Welcome to Vinyl Stylus, a blog about good music, and what makes music good.

Here, you'll find Rocks In The Attic - a disc by disc journey through my entire vinyl collection.

In a world full of TV talent shows, greatest hits CDs and manufactured pop, take a stroll through something that's good for your ears and good for your soul.

Sunday, June 3, 2012

Rocks In The Attic #45: U2 - ‘War’ (1983)

Alan Partridge: 'Sunday Bloody Sunday'. What a great song. It really encapsulates the frustration of a Sunday, doesn't it? You wake up in the morning, you've got to read all the Sunday papers, the kids are running round, you've got to mow the lawn, wash the car, and you think "Sunday, bloody Sunday!".
Aidan Walsh: I really hate to do this to you, Alan, but it's actually a song about...
Paul Tool: Yeah, bloody Sunday is actually about a massacre in Derry in 1972.
Alan Partridge: A massacre? Ugh. I'm not playing that again.
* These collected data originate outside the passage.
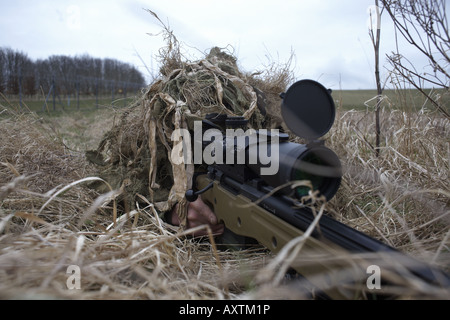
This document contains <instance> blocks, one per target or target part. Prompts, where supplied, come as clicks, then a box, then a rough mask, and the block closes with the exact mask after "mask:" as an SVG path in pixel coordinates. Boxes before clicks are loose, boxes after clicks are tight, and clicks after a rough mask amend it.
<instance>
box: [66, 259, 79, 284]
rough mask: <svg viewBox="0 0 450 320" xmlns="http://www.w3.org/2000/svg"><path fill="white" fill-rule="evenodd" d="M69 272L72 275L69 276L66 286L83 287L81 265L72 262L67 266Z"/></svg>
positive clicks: (67, 280)
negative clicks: (80, 266)
mask: <svg viewBox="0 0 450 320" xmlns="http://www.w3.org/2000/svg"><path fill="white" fill-rule="evenodd" d="M66 273H67V274H70V276H69V277H68V278H67V281H66V286H67V289H69V290H74V289H77V290H79V289H81V269H80V267H79V266H77V265H75V264H72V265H70V266H68V267H67V270H66Z"/></svg>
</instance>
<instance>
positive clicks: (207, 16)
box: [0, 0, 426, 90]
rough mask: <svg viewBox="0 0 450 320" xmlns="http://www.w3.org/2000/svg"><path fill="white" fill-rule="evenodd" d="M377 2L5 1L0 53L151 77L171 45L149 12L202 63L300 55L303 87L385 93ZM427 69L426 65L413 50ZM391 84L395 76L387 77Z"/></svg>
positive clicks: (411, 56) (280, 1)
mask: <svg viewBox="0 0 450 320" xmlns="http://www.w3.org/2000/svg"><path fill="white" fill-rule="evenodd" d="M373 3H374V1H373V0H340V1H338V0H315V1H312V0H308V1H303V0H283V1H274V0H271V1H266V0H245V1H242V0H239V1H237V0H228V1H212V0H189V1H186V0H176V1H175V0H164V1H160V0H158V1H156V0H115V1H112V0H77V1H75V0H59V1H55V0H53V1H52V0H39V1H30V0H14V1H10V0H8V1H7V0H0V30H1V31H0V46H7V47H11V48H12V49H15V50H20V51H23V52H25V53H27V54H28V55H29V57H30V58H32V59H38V58H46V57H48V56H50V55H54V54H65V55H72V56H74V55H77V54H84V53H88V54H90V55H92V56H94V57H100V58H103V57H109V58H115V59H119V60H121V61H124V62H130V63H132V64H134V65H136V66H137V67H139V68H140V69H141V70H142V71H143V73H144V74H146V75H148V72H147V70H146V69H145V68H144V64H143V63H142V61H141V60H140V58H139V57H138V56H137V54H136V52H137V53H138V54H139V55H140V57H141V58H142V60H143V61H144V62H145V64H146V65H147V67H148V68H150V69H151V68H154V69H156V68H157V63H156V62H154V60H153V58H154V56H155V55H156V54H157V53H158V49H159V48H160V47H161V46H163V45H164V42H163V39H162V37H161V36H157V35H154V36H150V35H149V33H150V34H158V33H159V32H160V31H161V26H160V25H159V24H158V22H157V21H156V19H155V18H154V17H152V16H151V15H150V14H149V13H148V12H146V11H145V10H144V9H150V10H152V11H154V12H156V13H157V14H158V16H159V17H160V18H161V19H162V20H163V21H165V22H168V24H170V27H171V29H172V30H173V31H174V34H175V35H176V36H177V38H178V39H179V40H180V41H181V42H182V43H183V44H185V48H186V55H187V56H188V57H189V58H192V59H195V58H199V57H201V56H202V53H201V52H206V51H207V50H208V49H209V48H211V47H213V46H219V47H226V46H227V45H229V46H231V47H230V48H231V50H234V54H235V55H236V56H237V57H238V59H239V63H240V65H241V67H242V68H243V69H244V70H246V71H249V72H251V71H254V70H259V69H262V68H264V65H267V64H269V63H270V62H273V61H275V62H280V63H283V62H285V61H287V60H288V58H289V56H290V55H291V52H294V54H295V60H294V62H293V64H292V68H293V70H294V73H295V76H296V78H297V79H304V78H309V79H314V80H318V81H320V82H322V83H323V84H324V85H325V86H327V87H330V88H332V89H334V90H337V89H339V88H343V89H364V88H375V81H374V76H373V65H374V63H373V59H374V58H373V48H372V46H371V43H370V38H369V35H368V26H369V25H370V23H369V13H368V8H369V7H370V6H373ZM382 18H383V19H382V24H381V26H382V29H381V30H382V38H381V63H382V65H386V66H387V64H386V59H385V54H386V53H389V52H391V51H393V50H395V43H394V36H393V28H392V24H391V23H390V21H389V20H388V18H387V16H386V15H385V16H383V17H382ZM402 45H403V46H404V48H403V50H404V52H406V53H409V54H410V55H409V57H410V58H411V59H412V60H413V61H416V63H417V65H418V66H419V70H420V66H421V65H423V66H424V65H425V64H426V61H425V60H423V59H421V58H420V56H419V55H418V54H417V53H416V52H414V50H412V49H411V48H410V47H409V46H407V45H405V44H402ZM383 73H385V74H384V77H386V72H383Z"/></svg>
I have four favourite U2 songs. Two of them are on this album. Both times I have seen U2 play live, I have been willing them to play Sunday Bloody Sunday and New Year’s Day - and both times they’ve played both songs. My other two favourite songs are (Pride) In The Name Of Love, which they only played the first time I saw them, and Hold Me, Thrill Me, Kiss Me, Kill Me, which they only played the second time I saw them.
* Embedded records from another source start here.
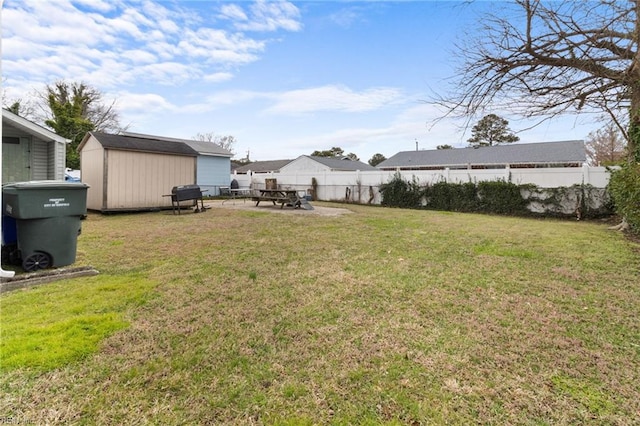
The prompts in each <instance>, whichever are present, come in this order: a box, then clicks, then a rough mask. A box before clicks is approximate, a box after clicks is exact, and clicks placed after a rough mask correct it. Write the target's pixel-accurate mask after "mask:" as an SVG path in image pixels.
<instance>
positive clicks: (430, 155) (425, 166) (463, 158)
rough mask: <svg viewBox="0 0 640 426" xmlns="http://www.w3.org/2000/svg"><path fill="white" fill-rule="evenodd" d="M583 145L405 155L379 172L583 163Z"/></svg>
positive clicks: (539, 144)
mask: <svg viewBox="0 0 640 426" xmlns="http://www.w3.org/2000/svg"><path fill="white" fill-rule="evenodd" d="M586 160H587V156H586V151H585V147H584V142H583V141H560V142H543V143H524V144H523V143H513V144H507V145H497V146H487V147H480V148H456V149H438V150H425V151H402V152H399V153H397V154H396V155H394V156H392V157H391V158H388V159H387V160H385V161H383V162H382V163H380V164H378V167H377V168H379V169H395V168H421V167H442V168H444V167H456V166H458V167H460V166H465V167H466V166H469V165H471V166H474V165H476V166H491V165H505V164H510V165H525V164H536V165H541V164H566V163H584V162H585V161H586Z"/></svg>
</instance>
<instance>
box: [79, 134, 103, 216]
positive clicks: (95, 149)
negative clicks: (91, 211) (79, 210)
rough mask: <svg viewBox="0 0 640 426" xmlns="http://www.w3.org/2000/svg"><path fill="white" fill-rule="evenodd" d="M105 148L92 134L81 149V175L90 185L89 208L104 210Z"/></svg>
mask: <svg viewBox="0 0 640 426" xmlns="http://www.w3.org/2000/svg"><path fill="white" fill-rule="evenodd" d="M104 156H105V150H104V148H103V147H102V145H100V143H99V142H98V141H96V139H95V138H94V137H93V136H92V137H90V138H89V140H87V143H86V144H85V145H84V147H83V148H82V151H80V173H81V175H80V177H81V180H82V182H84V183H86V184H87V185H89V189H87V209H89V210H102V209H103V208H104V207H105V206H104V202H105V197H104V195H105V193H104V180H105V170H104V164H105V160H104Z"/></svg>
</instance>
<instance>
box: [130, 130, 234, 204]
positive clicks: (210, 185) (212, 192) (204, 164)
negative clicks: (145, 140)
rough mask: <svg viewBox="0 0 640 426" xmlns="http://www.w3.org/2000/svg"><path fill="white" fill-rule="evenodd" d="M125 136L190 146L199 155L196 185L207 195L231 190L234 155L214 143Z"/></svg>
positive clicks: (219, 194)
mask: <svg viewBox="0 0 640 426" xmlns="http://www.w3.org/2000/svg"><path fill="white" fill-rule="evenodd" d="M124 135H125V136H133V137H138V138H146V139H154V140H163V141H168V142H176V143H183V144H186V145H188V146H190V147H191V148H192V149H193V150H194V151H195V152H196V153H197V154H198V158H197V160H196V184H197V185H198V186H200V189H202V190H203V191H206V193H205V195H212V196H213V195H220V188H221V187H223V188H229V185H230V177H229V170H230V169H231V157H233V154H232V153H231V152H230V151H228V150H226V149H224V148H222V147H221V146H220V145H218V144H216V143H214V142H207V141H196V140H188V139H176V138H167V137H164V136H152V135H143V134H140V133H130V132H126V133H124Z"/></svg>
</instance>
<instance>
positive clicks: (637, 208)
mask: <svg viewBox="0 0 640 426" xmlns="http://www.w3.org/2000/svg"><path fill="white" fill-rule="evenodd" d="M608 188H609V194H610V195H611V199H612V200H613V204H614V207H615V210H616V212H617V213H618V214H620V215H621V216H623V217H624V218H625V219H626V221H627V223H628V224H629V225H630V226H631V228H632V229H633V230H634V231H636V232H638V231H640V164H638V163H632V164H625V165H623V166H622V167H621V168H620V169H618V170H614V171H612V172H611V179H609V186H608Z"/></svg>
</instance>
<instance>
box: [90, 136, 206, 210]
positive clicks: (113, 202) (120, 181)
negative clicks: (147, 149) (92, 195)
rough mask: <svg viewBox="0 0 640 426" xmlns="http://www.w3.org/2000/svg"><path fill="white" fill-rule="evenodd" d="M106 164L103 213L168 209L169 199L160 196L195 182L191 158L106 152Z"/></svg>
mask: <svg viewBox="0 0 640 426" xmlns="http://www.w3.org/2000/svg"><path fill="white" fill-rule="evenodd" d="M83 150H84V148H83ZM106 164H107V170H106V203H105V206H104V208H103V210H129V209H132V210H135V209H149V208H160V207H169V206H171V199H170V197H163V195H164V194H169V193H171V188H173V187H174V186H178V185H188V184H193V183H194V182H195V158H194V157H187V156H177V155H167V154H157V153H143V152H132V151H118V150H112V149H109V150H106Z"/></svg>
I really wish they had kept making albums like this and The Unforgettable Fire - they lost something (their sense of humour?) from The Joshua Tree onwards.

Hit: New Year’s Day

Hidden Gem: Drowning Man

1 comment:

  1. I haven't listened to this in a while, but it's always better than I remember it. I think that the Joshua Tree is alright - maybe because that was the current album when I first came across them. I'd say Rattle & Hum is the start of the rot, but even that has one or two decent songs on it. My main problem is that since about 1990, everything Bono does just makes me hate U2. It's even tainted the early stuff for me.